Giovani e volontariato: da ribellione a opportunità

da | Apr 4, 2011 | Opinioni a confronto, Politiche sociali, Progetti in collaborazione, Storia e cronaca, Volontariato | 0 commenti

di Michele Barghini

BRUXELLES. E’ uscito il mese scorso il rapporto “La mobilità dei giovani volontari in Europa”, commissionato dal Comitato delle Regioni dell’Unione Europea per tentare una valutazione su di un fenomeno non molto studiato. Considerata anche la qualifica del 2011 come Anno Europeo del Volontariato, il Comitato ha cercato di ottenere un resoconto complessivo che rendesse ragione da più punti di vista delle azioni di volontariato transfrontaliero attualmente disponibili nell’Unione. I risultati, tuttavia, non si sono dimostrati tra i più incoraggianti. Il volontariato transfrontaliero infatti non gode di splendida salute.

I dati rilevati dai realizzatori del rapporto mostrano che il tipico volontario è donna, tra i 22 e i 26 anni, con un elevato grado di istruzione e proveniente da un ceto tendenzialmente benestante; questi dati la dicono lunga su quali sono i problemi maggiormente riscontrati dai giovani nell’intraprendere una esperienza di volontariato all’estero. Segnatamente si tratta di difficoltà economiche: le cifre pur minime richieste per dedicarsi ad un periodo di servizio all’estero sono inaffrontabili,  mentre in molti casi di persone che non lavorano la permanenza all’estero fa perdere i contributi di disoccupazione.

Ci sono inoltre ostacoli culturali: molte famiglie vedono l’esperienza come una perdita di tempo, sottratto al lavoro e/o allo studio, mentre nei paesi dell’Est il concetto di volontariato riporta alla mente più l’idea di lavoro forzato che quella di altruismo. Problemi amministrativi sono invece l’assenza di uno statuto giuridico condiviso e i problemi conseguenti per ottenere permessi di soggiorno, il tentativo di alcuni Stati di far passare il contributo minimo dei volontari come stipendio, quindi tassandolo, la mancanza totale di una forma di riconoscimento delle competenze acquisite.

Tutto questo è spesso causa, o effetto, di una cattiva gestione dei programmi, con le organizzazioni che, lamentano i volontari, talora non preparano abbastanza all’esperienza (ad esempio, non fornendo corsi adeguati di lingua locale), non forniscono informazioni adeguate prima della partenza, non svolgono opera di tutoraggio in misura sufficiente. Molti volontari accusano poi una generale scarsità di informazioni diffuse sulle possibilità di volontariato in Europa; oppure non trovano, al momento dell’arrivo in loco, la possibilità di interagire con le comunità locali.
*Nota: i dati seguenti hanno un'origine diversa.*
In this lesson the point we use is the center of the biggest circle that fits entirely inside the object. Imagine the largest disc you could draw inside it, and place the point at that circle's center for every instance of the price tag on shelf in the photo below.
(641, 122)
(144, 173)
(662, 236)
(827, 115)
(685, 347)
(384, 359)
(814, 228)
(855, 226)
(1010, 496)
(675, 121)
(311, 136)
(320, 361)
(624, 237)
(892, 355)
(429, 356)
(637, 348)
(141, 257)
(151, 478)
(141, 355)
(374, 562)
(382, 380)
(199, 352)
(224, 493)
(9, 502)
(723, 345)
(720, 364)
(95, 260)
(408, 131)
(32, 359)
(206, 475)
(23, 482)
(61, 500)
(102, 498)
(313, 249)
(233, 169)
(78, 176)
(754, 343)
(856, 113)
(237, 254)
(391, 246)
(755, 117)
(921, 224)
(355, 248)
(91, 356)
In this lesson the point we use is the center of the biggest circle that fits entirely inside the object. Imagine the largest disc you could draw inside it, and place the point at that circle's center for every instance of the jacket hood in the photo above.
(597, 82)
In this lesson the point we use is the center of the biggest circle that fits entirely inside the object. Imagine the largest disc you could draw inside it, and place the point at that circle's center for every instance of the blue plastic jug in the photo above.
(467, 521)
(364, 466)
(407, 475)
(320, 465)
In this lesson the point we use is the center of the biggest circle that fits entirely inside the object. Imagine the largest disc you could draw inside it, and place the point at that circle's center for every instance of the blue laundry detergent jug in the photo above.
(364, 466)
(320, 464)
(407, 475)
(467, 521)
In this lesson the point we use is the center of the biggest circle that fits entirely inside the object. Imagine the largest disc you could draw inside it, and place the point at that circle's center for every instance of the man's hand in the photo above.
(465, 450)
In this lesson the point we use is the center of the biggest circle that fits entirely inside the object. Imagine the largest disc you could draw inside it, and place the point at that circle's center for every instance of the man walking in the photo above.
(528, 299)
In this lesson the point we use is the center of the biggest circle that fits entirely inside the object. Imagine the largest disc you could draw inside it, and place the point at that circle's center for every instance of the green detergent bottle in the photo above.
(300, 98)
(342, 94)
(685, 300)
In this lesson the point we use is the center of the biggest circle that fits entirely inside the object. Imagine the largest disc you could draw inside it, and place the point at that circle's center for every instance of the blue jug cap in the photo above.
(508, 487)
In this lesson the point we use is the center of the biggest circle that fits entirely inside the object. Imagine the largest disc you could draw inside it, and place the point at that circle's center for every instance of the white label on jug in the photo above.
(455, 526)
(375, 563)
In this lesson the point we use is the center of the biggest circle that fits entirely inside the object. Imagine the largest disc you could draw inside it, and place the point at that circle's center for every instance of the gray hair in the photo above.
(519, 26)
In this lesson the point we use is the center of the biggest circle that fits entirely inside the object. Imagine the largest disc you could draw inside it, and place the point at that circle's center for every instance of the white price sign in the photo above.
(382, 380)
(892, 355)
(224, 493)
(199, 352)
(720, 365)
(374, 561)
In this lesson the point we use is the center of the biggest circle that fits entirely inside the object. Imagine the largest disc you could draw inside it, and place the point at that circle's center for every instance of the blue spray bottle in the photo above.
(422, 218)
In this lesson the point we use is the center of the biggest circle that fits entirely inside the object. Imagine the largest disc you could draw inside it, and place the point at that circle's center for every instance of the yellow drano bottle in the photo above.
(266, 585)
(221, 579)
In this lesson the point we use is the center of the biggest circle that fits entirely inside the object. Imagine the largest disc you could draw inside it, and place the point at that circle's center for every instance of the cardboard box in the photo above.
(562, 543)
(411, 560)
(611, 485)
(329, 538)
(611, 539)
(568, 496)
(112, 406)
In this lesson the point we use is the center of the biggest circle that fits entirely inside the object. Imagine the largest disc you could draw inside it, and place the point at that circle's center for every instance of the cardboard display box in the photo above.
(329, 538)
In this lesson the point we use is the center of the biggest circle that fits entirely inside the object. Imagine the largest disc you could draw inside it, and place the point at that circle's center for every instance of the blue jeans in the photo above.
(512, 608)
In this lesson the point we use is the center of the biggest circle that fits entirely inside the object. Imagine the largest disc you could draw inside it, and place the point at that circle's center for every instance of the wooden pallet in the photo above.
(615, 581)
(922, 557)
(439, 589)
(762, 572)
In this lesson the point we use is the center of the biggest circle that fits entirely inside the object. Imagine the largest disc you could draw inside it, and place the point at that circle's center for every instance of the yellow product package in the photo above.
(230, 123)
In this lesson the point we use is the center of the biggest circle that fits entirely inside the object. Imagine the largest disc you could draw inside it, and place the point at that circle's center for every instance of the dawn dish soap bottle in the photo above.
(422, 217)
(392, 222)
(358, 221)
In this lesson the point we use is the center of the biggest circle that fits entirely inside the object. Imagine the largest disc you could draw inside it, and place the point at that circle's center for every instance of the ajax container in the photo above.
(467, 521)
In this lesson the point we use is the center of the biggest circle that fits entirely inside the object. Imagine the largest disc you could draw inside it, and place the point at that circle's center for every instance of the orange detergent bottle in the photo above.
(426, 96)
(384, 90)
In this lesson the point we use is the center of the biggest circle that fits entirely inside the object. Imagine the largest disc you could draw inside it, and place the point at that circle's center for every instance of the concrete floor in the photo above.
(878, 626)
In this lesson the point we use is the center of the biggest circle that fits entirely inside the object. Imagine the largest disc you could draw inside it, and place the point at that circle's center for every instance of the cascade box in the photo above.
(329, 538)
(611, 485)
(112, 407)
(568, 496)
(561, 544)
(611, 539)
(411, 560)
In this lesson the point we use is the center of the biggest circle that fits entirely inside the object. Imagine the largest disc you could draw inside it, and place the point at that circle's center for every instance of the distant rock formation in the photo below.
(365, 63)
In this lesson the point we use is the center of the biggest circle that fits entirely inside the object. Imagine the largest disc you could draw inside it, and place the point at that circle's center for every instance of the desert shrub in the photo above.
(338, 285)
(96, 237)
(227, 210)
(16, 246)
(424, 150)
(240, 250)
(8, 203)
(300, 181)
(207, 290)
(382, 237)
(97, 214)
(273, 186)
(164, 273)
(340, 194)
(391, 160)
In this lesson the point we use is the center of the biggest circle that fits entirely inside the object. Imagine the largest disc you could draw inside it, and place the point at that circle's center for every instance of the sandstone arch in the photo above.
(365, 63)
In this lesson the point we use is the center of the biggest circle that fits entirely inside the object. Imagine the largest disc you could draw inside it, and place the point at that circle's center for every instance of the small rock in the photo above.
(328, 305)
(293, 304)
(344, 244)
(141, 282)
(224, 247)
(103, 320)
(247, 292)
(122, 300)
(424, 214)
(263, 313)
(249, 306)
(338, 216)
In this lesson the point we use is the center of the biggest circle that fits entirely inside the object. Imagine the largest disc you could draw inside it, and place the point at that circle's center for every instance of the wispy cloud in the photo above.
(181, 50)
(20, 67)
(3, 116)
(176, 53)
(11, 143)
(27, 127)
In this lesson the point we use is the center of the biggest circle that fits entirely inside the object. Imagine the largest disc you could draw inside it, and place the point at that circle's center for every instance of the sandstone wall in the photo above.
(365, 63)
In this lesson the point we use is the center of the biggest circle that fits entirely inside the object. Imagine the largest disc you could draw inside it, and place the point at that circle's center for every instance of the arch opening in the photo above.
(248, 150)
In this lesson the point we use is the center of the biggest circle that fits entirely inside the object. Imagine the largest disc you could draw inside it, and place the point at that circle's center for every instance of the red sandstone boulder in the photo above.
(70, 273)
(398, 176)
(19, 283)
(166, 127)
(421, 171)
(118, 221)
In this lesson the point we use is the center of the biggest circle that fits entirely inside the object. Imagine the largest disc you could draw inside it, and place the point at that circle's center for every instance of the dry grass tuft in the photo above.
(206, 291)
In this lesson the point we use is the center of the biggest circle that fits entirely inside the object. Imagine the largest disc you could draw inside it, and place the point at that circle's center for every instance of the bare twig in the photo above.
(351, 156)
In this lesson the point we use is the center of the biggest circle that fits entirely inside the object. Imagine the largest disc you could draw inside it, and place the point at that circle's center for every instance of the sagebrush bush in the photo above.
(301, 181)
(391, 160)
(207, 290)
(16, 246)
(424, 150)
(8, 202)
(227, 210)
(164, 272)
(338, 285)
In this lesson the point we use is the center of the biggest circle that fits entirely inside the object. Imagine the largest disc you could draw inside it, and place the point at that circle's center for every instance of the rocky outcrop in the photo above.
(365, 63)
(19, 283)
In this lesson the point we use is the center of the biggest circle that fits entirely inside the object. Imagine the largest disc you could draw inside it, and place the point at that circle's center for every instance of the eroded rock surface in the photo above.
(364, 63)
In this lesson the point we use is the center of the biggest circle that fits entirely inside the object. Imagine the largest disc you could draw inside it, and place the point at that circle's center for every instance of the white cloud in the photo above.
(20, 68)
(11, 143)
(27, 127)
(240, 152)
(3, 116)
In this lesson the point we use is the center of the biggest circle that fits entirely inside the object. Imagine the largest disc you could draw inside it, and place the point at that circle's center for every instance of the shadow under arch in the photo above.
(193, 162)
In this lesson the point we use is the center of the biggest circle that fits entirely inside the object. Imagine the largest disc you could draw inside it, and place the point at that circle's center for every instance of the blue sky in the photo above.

Tutto ciò costituisce un’occasione perduta, a detta dello studio, perché dalle interviste risulta come il volontariato transfrontaliero sia una opportunità altamente formativa; imparare a gestirsi da soli, conoscere una lingua ed una cultura diverse, lavorare in gruppo, gestire un progetto, allacciare legami duraturi all’estero, sono tutte acquisizioni sul campo che hanno un riscontro anche presso la comunità ospitante, la quale si arricchisce in parallelo.

Ed è sempre più evidente dai sondaggi che questo genere di esperienze, un tempo di “ribellione” e rottura nei confronti di un sistema, o di disinteressato altruismo, oggi sono viste come opportunità di carriera e formazione personale. Da qui la moda del volontariato estero à la carte, in luoghi attentamente selezioni, e per periodi brevi o brevissimi; una sorta di turismo-buonismo politicamente corretto che qualche autore ha valutato con crescente freddezza.

Alle nuove generazioni, tuttavia, il giudizio talora severo dell’accademia pare importare ben poco.